Überraschende Wende in Bahrain: Am Tag der Entscheidung des FIA-Motorsport-Weltrats, ob der ursprünglich für 13. März geplante Grand Prix noch dieses Jahr nachgeholt werden soll, erhalten die Befürworter eines Nachholtermins plötzlich Unterstützung von unerwarteter Seite, genauer gesagt von der oppositionellen Schiitengruppe Al-Wefaq.

"Wir unterstützen die Austragung der Veranstaltung", wird Jasim Husain, ein hochrangiges Mitglied der Partei, von der Nachrichtenagentur Reuters zitiert. "Das würde alle Interessengruppen zwingen, zusammenzuarbeiten, um vor der Veranstaltung Lösungen zu finden, und es würde auf alle indirekten Druck ausüben." Außerdem äußert er die Hoffnung, dass politische Gefangene freigelassen werden müssten, um die internationale Gemeinschaft zu besänftigen.

In Manama saßen Medienberichten zufolge 28 von insgesamt 108 Mitarbeitern des Bahrain-International-Circuit (BIC) im Gefängnis. Allesamt waren Schiiten und wurden von der sunnitischen Führung aus ihren Jobs entlassen. Fünf befinden sich immer noch in Haft. Ein entlassener Häftling schildert: "Sie haben uns dazu gezwungen, uns gegenseitig zu schlagen. Sie haben gesagt, sie vergewaltigen uns, und sie haben uns an gewissen Stellen berührt, damit wir das auch wirklich glauben."

Angesichts dieser menschenunwürdigen Zustände in Bahrain haben sich im Vorfeld zahlreiche Organisationen und Personen gegen einen Grand Prix in diesem Jahr gestellt.

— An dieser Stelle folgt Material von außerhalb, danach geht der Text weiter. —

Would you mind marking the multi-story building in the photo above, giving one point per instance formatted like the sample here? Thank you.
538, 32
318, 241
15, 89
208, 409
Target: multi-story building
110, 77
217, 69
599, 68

Am deutlichsten äußerte sich der ehemalige FIA-Präsident Max Mosley ("Nur über meine Leiche"), aber auch weitere Persönlichkeiten wie Damon Hill oder Ross Brawn haben Argumente, die gegen einen Nachholtermin sprechen - die Menschrechtsorganisation Human Rights Watch sowieso.

Bernie Ecclestone, ein Mitglied des FIA-Weltrats, betont indes gegenüber 'Reuters', dass die heutige Entscheidung "nichts mit Geld" zu tun habe, sondern nur damit, "ob sich die Leute sicher fühlen, wenn sie hinfliegen, oder ob sie besorgt darüber sind, was in der Vergangenheit passiert ist". Die gewalttätigen Ereignisse im Zuge der politischen Unruhen in der gesamten arabischen Welt seien laut Ecclestone "nicht gut" gewesen.

Doch auch wenn der Formel-1-Geschäftsführer immer wieder erklärt, die Bahrain-Frage habe nichts mit Geld, Politik oder Religion zu tun, ist natürlich genau das Gegenteil der Fall. Ganz egal, wie die Entscheidung heute ausfallen wird, wird sie auch als politisches Statement gewertet. Zudem würde die Formel 1 geschätzte 25 Millionen Euro an Grand-Prix-Gebühren verlieren. Betroffen wäre auch jedes einzelne Team mit durchschnittlich knapp einer Million Euro Verlust.